Step 4: Chain Two Operations

Next, we add a second failing function and chain it after safe_sqrt. Add this function below safe_sqrt:

def safe_reciprocal(x: float) -> Maybe[float]:
    if x == 0:
        return Maybe[float].Nothing()
    return Maybe[float].Just(1 / x)

Then replace the result block with:

result = Maybe[float].Just(16.0) | safe_sqrt | safe_reciprocal
print(result)

Run the file. The output should look like this:

Just(0.25)

Notice how the value flows through both steps: 16.0 4.0 0.25.

Step 5: Watch the Chain Short-Circuit

Now, we feed a negative number into the same chain. Change the starting value to -16.0:

result = Maybe[float].Just(-16.0) | safe_sqrt | safe_reciprocal
print(result)

Run the file. The output should look like this:

Nothing()

Notice that safe_reciprocal was never reached. Once any step returns Nothing(), the rest of the chain is skipped automatically.

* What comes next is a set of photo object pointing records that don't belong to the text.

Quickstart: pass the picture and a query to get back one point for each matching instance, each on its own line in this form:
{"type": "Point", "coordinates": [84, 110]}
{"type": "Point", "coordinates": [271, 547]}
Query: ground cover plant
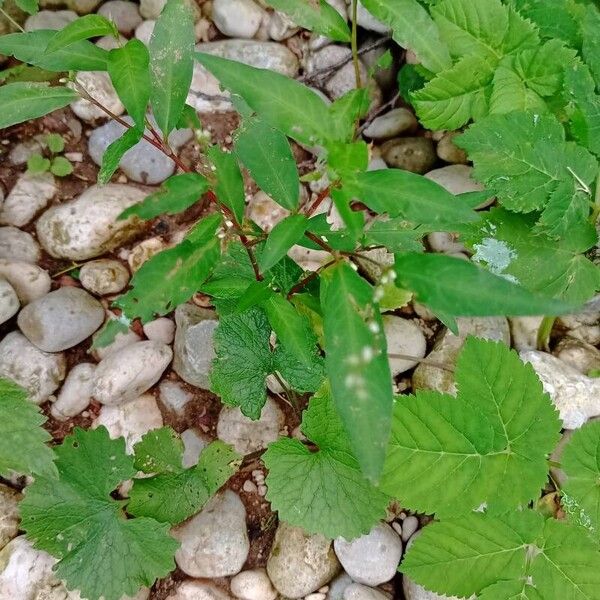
{"type": "Point", "coordinates": [521, 81]}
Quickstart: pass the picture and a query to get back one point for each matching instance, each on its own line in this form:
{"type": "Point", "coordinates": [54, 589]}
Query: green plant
{"type": "Point", "coordinates": [529, 86]}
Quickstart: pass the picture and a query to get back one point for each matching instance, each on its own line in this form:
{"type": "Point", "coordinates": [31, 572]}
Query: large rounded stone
{"type": "Point", "coordinates": [89, 226]}
{"type": "Point", "coordinates": [129, 372]}
{"type": "Point", "coordinates": [40, 373]}
{"type": "Point", "coordinates": [61, 319]}
{"type": "Point", "coordinates": [300, 564]}
{"type": "Point", "coordinates": [214, 543]}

Step 6: Start the Chain with ret

Finally, we use Maybe[float].ret to start the chain from a plain value instead of writing Maybe[float].Just ourselves. Replace the result line with:

result = Maybe[float].ret(16.0) | safe_sqrt | safe_reciprocal
print(result)

Run the file. The output should look like this:

Just(0.25)

Notice the result is identical to Step 4. Maybe[float].ret simply wraps a plain value into the monad so the chain has a starting point.

What We Built

We built a pipeline that:

  • Wraps a starting value with Maybe[float].ret.

  • Chains failure-aware functions with |.

  • Produces a flat Maybe result.

  • Short-circuits to Nothing() as soon as any step fails.